I want to save to local directory. I have tried the following and get error
r.saveAsTextFile("file:/home/cloudera/tmp/out1")
r.saveAsTextFile("file:///home/cloudera/tmp/out1")
r.saveAsTextFile("file:////home/cloudera/tmp/out1")

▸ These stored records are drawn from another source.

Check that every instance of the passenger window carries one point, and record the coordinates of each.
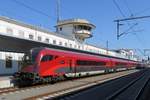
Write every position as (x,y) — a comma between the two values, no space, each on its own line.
(47,58)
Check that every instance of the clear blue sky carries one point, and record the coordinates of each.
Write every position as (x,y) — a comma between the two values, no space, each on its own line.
(99,12)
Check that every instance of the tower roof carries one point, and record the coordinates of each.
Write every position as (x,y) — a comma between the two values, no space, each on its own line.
(75,21)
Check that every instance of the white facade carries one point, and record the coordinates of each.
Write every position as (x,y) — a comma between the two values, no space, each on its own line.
(65,38)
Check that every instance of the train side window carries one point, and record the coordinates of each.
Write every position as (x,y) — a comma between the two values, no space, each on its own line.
(47,58)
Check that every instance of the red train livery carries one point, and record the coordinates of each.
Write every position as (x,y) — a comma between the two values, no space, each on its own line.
(49,65)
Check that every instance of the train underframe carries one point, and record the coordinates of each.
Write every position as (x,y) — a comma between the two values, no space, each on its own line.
(26,79)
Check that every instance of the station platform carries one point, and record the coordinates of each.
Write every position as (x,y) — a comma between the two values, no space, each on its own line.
(6,81)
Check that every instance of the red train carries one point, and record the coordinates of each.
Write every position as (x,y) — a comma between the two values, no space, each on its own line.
(49,65)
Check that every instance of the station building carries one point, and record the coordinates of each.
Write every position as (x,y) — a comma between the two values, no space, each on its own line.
(17,37)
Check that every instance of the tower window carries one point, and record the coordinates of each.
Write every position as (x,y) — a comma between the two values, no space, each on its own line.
(60,28)
(30,36)
(65,44)
(54,41)
(39,38)
(47,40)
(60,43)
(21,33)
(9,31)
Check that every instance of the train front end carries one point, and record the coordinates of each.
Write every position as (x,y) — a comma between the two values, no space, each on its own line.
(28,73)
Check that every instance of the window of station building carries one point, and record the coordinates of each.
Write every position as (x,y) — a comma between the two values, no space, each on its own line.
(47,40)
(39,38)
(30,36)
(21,33)
(60,28)
(8,62)
(9,31)
(75,46)
(60,43)
(54,41)
(47,58)
(71,45)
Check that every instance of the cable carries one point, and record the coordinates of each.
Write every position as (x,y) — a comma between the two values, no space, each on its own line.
(118,8)
(33,9)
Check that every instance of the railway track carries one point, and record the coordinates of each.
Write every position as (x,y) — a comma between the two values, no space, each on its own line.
(130,87)
(62,87)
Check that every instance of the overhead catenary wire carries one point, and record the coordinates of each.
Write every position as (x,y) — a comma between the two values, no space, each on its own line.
(33,9)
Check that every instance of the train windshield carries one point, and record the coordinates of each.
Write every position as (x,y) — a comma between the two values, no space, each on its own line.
(27,60)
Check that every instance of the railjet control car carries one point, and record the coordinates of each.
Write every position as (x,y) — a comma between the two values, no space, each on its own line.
(45,65)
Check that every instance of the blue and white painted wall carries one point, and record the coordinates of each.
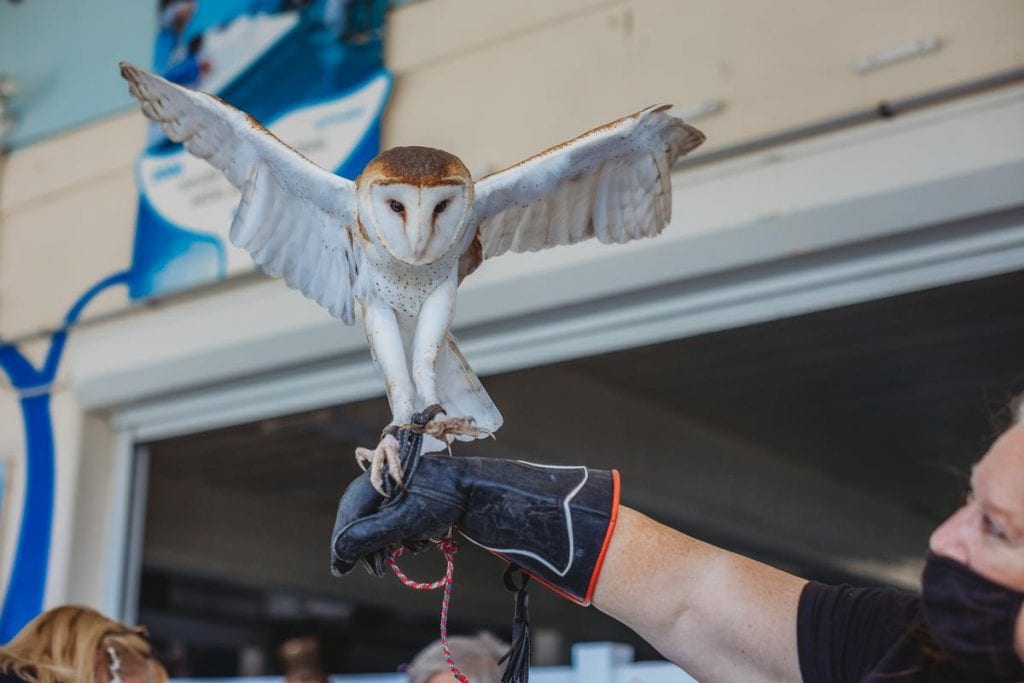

They all generate the following error
15/01/12 08:31:10 WARN TaskSetManager: Lost task 1.0 in stage 1.0 (TID 5,
master01.cloudera): java.io.IOException: Mkdirs failed to create
file:/home/cloudera/temp/out1/_temporary/0/_temporary/attempt_201501120831_0001_m_000001_5
(exists=false, cwd=file:/var/run/spark/work/app-20150112080951-0002/0)
at
org.apache.hadoop.fs.ChecksumFileSystem.create(ChecksumFileSystem.java:442)
at
org.apache.hadoop.fs.ChecksumFileSystem.create(ChecksumFileSystem.java:428)
at org.apache.hadoop.fs.FileSystem.create(FileSystem.java:908)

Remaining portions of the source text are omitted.